So I would say even. Even like a fire insurance or something. Like, it's. It's maybe collectivizing like these. Like, they're literally. Like, we already have a process.

They're literally providing nothing for these people. Right, right, right. Yes.

You thought. Kimberly, if I can tag in one thing that I would love for you to, like, an. Kind of bone on for people that, like, one thing that you'd probably hear from certain legislators rather than say everyday people, is that Massachusetts already has, like, we are almost at 100% of people insured in this state.

Right. And so what is even, like, why. Why would we need to do this? We've already accomplished that goal.

Oh, my God. Before you answer that question, I have to answer that question because I just can't stand this. It drives me crazy.

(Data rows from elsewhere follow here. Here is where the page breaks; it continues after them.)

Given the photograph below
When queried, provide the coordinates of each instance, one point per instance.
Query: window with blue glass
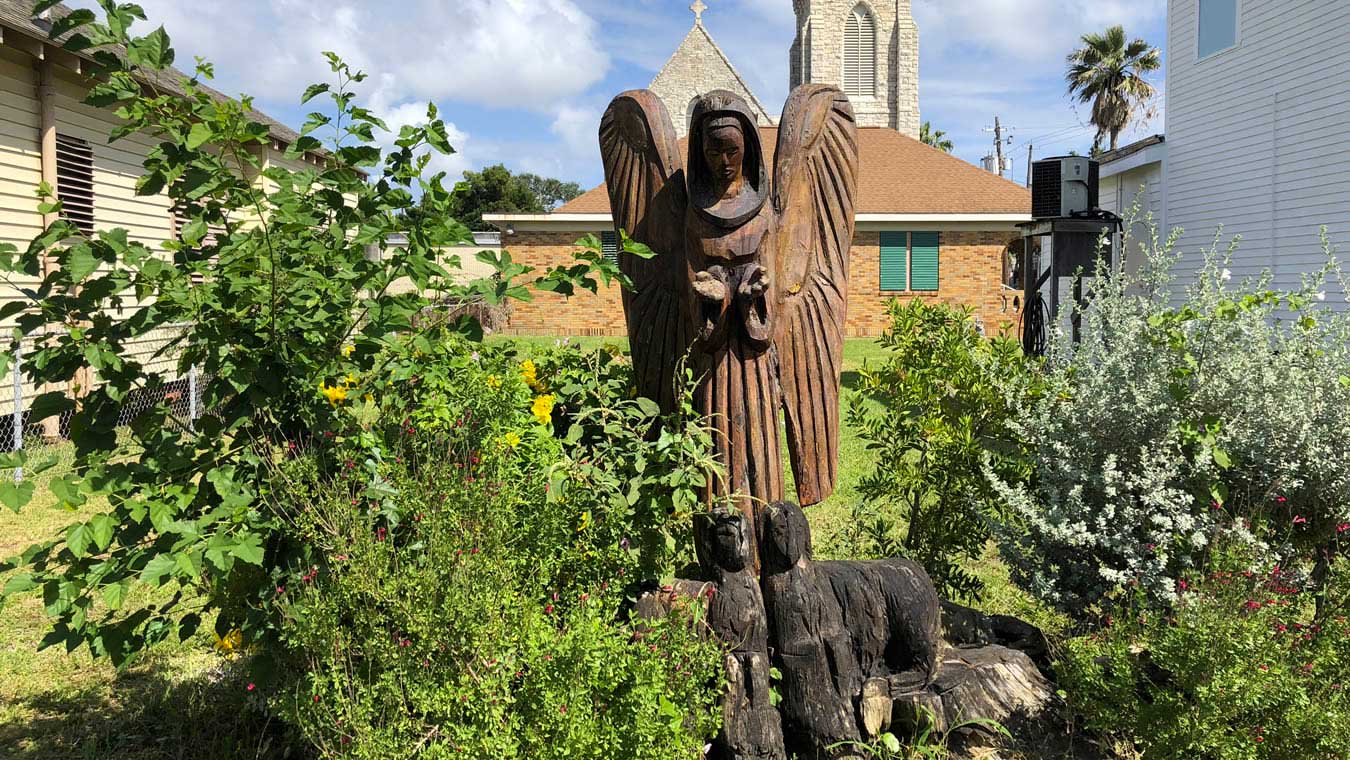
(1218, 27)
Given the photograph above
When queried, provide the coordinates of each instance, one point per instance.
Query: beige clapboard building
(929, 224)
(49, 134)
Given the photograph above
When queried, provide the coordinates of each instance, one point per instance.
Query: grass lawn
(182, 701)
(185, 701)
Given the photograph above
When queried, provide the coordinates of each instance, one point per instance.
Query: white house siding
(1257, 134)
(20, 158)
(1138, 191)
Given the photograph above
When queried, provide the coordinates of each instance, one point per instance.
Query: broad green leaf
(78, 539)
(81, 262)
(1222, 458)
(151, 51)
(68, 490)
(312, 92)
(100, 529)
(70, 22)
(195, 232)
(16, 496)
(249, 550)
(200, 135)
(114, 595)
(158, 568)
(19, 583)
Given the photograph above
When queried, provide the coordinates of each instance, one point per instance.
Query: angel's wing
(814, 195)
(645, 177)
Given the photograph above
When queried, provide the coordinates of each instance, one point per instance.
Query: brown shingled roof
(18, 15)
(898, 174)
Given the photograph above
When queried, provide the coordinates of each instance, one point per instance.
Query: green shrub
(463, 585)
(1184, 416)
(936, 413)
(1239, 668)
(288, 320)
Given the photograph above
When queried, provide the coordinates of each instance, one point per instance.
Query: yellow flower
(529, 373)
(543, 409)
(230, 643)
(334, 394)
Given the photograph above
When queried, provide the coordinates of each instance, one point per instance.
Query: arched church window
(860, 53)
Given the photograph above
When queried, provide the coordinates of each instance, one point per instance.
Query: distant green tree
(936, 138)
(551, 192)
(492, 191)
(1109, 73)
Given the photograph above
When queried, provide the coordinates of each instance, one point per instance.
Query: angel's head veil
(716, 108)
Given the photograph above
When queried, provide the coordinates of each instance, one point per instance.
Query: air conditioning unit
(1064, 186)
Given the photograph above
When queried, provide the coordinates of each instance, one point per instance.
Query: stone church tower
(697, 68)
(867, 47)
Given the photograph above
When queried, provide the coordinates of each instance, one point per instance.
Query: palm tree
(936, 138)
(1109, 73)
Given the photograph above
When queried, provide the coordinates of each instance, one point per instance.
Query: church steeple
(867, 47)
(697, 68)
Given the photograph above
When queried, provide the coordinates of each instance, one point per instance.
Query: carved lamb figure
(851, 637)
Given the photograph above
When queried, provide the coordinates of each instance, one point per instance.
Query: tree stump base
(987, 683)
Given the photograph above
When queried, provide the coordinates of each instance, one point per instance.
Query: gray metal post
(192, 397)
(18, 406)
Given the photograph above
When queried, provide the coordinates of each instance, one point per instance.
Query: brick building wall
(969, 273)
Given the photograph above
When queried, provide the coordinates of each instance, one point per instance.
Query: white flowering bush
(1219, 409)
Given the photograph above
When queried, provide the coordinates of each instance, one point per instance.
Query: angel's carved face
(724, 150)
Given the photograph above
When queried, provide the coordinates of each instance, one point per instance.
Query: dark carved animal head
(785, 536)
(724, 540)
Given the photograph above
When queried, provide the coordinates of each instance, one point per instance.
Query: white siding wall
(20, 157)
(1257, 135)
(1144, 186)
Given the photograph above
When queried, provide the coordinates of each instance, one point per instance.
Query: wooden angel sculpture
(749, 274)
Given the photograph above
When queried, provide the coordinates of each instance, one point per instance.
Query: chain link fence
(180, 394)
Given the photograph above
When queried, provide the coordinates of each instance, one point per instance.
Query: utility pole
(998, 143)
(1001, 164)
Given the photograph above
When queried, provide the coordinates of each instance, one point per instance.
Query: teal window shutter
(895, 254)
(924, 261)
(609, 245)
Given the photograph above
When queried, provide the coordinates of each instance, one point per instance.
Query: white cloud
(1036, 34)
(496, 53)
(415, 115)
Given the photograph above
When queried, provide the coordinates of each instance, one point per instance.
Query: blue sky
(524, 81)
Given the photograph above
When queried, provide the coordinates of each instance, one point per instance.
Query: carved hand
(709, 288)
(753, 284)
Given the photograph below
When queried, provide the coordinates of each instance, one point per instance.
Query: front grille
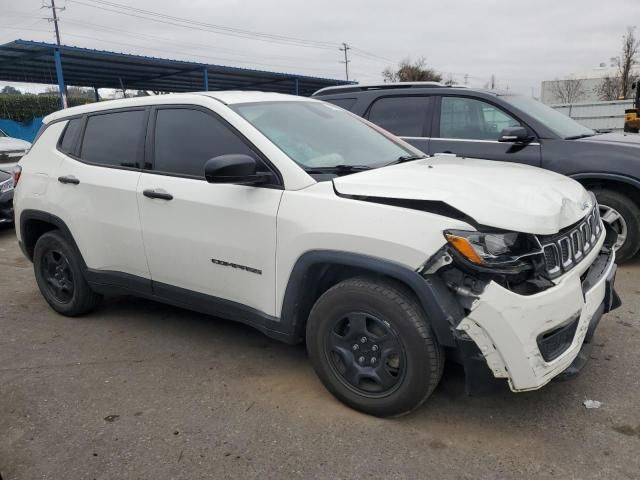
(566, 249)
(554, 343)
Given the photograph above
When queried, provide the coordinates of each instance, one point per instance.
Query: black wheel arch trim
(28, 215)
(439, 304)
(607, 176)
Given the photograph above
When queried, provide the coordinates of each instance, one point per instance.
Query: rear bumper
(529, 340)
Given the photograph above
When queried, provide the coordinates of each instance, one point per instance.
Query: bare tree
(618, 86)
(408, 71)
(628, 60)
(569, 90)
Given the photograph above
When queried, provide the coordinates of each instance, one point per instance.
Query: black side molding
(441, 308)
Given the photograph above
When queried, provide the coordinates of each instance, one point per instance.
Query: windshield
(319, 135)
(562, 125)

With my family, we're incredibly lucky. Like, we're healthy. Like, everything is good.

But, you know, the three of us, we spend probably $15,000 a year on insurance because we. It's not covered through any of our various jobs that we have. And so we spend $15,000 out of our pockets, and then we each have a $3,600 deductible, and so we spend another five, $6,000 every year, and we're, It's like $20,000 that we light on fire. We literally get nothing for it. Nothing. We never hit the deductible. So it just drives me insane. And yes, we're insured.

Wow. Lucky us. Sorry, Kimberly, I didn't mean to jump on you, but please, we need to have these conversations.

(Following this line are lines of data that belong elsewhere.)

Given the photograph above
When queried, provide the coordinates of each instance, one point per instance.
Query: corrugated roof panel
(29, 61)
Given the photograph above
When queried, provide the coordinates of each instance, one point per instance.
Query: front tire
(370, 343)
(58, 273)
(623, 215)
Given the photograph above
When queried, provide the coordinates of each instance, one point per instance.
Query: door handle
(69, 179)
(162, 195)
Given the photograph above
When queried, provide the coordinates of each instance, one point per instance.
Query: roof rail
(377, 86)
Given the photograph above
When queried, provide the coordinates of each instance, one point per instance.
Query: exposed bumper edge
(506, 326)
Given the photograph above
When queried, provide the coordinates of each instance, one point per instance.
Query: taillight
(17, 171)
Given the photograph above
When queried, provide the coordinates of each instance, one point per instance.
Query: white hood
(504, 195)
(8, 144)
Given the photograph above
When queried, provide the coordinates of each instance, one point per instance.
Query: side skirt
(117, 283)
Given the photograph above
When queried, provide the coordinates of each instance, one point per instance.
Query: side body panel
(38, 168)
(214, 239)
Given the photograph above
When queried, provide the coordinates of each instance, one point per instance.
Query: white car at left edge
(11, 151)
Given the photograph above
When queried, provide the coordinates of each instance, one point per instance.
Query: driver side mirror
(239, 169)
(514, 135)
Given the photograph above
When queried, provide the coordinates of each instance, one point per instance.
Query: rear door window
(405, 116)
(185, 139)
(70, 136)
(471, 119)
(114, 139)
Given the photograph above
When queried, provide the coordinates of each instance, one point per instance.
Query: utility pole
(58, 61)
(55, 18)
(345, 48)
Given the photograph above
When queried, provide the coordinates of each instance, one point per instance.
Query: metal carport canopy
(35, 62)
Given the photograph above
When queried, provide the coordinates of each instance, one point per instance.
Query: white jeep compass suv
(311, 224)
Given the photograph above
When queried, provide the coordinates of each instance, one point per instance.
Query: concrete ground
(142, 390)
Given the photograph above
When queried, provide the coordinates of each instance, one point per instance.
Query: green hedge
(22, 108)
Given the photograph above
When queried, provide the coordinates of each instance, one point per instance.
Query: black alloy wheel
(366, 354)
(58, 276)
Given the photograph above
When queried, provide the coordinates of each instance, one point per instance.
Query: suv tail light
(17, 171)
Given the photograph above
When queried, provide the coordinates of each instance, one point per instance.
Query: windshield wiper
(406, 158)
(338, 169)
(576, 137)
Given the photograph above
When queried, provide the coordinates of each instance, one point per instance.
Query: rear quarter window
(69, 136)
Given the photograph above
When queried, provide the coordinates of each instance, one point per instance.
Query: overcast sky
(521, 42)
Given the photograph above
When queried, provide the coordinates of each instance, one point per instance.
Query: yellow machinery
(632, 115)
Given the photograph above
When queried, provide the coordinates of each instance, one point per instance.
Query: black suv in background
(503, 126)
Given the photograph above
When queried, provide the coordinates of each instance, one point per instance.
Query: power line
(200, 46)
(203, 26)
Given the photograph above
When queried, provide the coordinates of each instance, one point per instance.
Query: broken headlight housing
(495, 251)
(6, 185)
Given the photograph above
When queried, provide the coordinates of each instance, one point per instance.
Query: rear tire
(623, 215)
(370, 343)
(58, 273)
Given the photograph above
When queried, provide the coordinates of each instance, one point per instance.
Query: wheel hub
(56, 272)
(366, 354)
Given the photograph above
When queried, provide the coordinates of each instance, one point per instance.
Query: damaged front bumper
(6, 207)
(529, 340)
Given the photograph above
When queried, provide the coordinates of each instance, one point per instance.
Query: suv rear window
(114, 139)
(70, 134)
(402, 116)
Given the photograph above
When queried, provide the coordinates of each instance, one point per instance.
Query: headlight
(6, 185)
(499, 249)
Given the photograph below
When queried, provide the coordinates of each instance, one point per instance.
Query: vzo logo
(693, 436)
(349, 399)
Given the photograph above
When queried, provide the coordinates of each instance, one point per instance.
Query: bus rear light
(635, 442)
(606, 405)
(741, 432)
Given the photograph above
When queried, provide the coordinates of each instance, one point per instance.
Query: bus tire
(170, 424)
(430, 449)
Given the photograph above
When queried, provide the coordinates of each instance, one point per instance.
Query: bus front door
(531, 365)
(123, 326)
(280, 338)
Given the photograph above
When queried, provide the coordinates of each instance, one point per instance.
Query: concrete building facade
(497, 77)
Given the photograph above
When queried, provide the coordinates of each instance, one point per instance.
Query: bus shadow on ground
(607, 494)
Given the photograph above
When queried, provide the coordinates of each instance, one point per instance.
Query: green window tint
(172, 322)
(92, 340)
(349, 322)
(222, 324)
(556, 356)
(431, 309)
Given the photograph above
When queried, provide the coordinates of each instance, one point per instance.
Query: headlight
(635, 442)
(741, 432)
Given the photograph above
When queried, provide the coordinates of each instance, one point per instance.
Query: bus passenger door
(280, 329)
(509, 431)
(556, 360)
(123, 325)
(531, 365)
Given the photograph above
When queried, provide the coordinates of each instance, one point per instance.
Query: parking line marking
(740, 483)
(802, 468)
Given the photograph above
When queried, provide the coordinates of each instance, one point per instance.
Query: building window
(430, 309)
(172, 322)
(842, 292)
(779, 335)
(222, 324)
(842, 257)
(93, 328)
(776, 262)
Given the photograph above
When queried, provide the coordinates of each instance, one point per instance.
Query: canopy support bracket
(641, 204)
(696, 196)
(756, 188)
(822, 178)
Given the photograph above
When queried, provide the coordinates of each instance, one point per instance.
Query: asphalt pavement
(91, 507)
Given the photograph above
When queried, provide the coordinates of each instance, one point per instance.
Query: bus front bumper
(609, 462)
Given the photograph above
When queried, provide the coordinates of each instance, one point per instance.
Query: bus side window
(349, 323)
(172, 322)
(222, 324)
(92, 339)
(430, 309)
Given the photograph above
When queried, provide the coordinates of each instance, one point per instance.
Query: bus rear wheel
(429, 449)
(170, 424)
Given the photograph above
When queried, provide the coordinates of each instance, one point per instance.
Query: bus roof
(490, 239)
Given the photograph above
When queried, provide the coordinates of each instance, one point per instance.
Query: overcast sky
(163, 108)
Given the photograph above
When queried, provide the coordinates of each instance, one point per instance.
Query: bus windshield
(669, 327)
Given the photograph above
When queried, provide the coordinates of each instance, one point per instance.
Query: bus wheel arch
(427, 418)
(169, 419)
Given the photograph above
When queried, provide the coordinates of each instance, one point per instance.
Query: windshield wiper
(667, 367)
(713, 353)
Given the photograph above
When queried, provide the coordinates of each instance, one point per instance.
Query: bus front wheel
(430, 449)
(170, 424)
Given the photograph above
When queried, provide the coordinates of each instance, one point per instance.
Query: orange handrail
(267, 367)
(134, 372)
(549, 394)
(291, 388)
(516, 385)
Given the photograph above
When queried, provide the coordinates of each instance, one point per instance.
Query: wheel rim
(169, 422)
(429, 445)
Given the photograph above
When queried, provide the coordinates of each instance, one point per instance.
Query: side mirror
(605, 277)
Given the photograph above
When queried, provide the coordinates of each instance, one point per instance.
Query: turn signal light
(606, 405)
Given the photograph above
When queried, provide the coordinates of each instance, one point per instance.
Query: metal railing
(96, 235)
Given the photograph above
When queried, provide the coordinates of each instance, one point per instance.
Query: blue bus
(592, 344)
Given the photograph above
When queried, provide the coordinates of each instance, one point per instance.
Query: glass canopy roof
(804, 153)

And yes, of course, you're lucky to have the connector, but look at how expensive it is. How high are your deductibles? Jonathan, to answer your question, we are currently at 98.4%. It is the insured rate.

This has nothing to do about accessible, quality health care or whether or not it's being delivered equally amongst all of the people who carry health care. They do so because we have. If you file your taxes, you don't have health care.

We're one of the only states that bangs you for it. It's one of the reasons we have such a high rate. It is.

One has nothing to do with the other. We Would like to have 100% insured rate with quality health care, with accessible health care with an acknowledgement that not all parts of our citizenry have equal access. Now going into this because our, our system now has extremely high deductibles.

People are paranoid to use their health care. Our current system is no guarantee of accessibility and we are in the middle of a primary care crisis because they are feel like they're nothing but cogs for these profit driven hospitals or insurance agencies. Yeah, I laugh when I hear that now, Jonathan.

I literally just like the woman sitting next to me in the chemo chair who was going to pay over $8,000 out of pocket as a coinsurance. Yeah, well, we would love to hear from you for cancer. I just want to sit on that for a second.

What a barbaric country would make somebody pay $8,000 to not die from cancer. What a barbaric thing that we just have normalized. It's a real testament to the power of just evil narratives that you could just allow that that just happens and we just like oh yeah, $8,000 to be alive.

We could fix you, we could easily care for you. We, we know how to do it. We could extend your life with all of the best research, but you gotta pay for it. I mean that's barbaric. 

It would be different if we were like the first country proposing single paper. But like every other country has this, this is like we're 50 years behind the times.

Like it's, it's outrageous that you know, we continue to say this ridiculous stuff about the same thing is with, you know, pharmaceuticals, there's people paying $8,000 a month for, for life saving drugs, you know, I mean, and what do they do when they can't pay it? It's like insane. Really. Insane.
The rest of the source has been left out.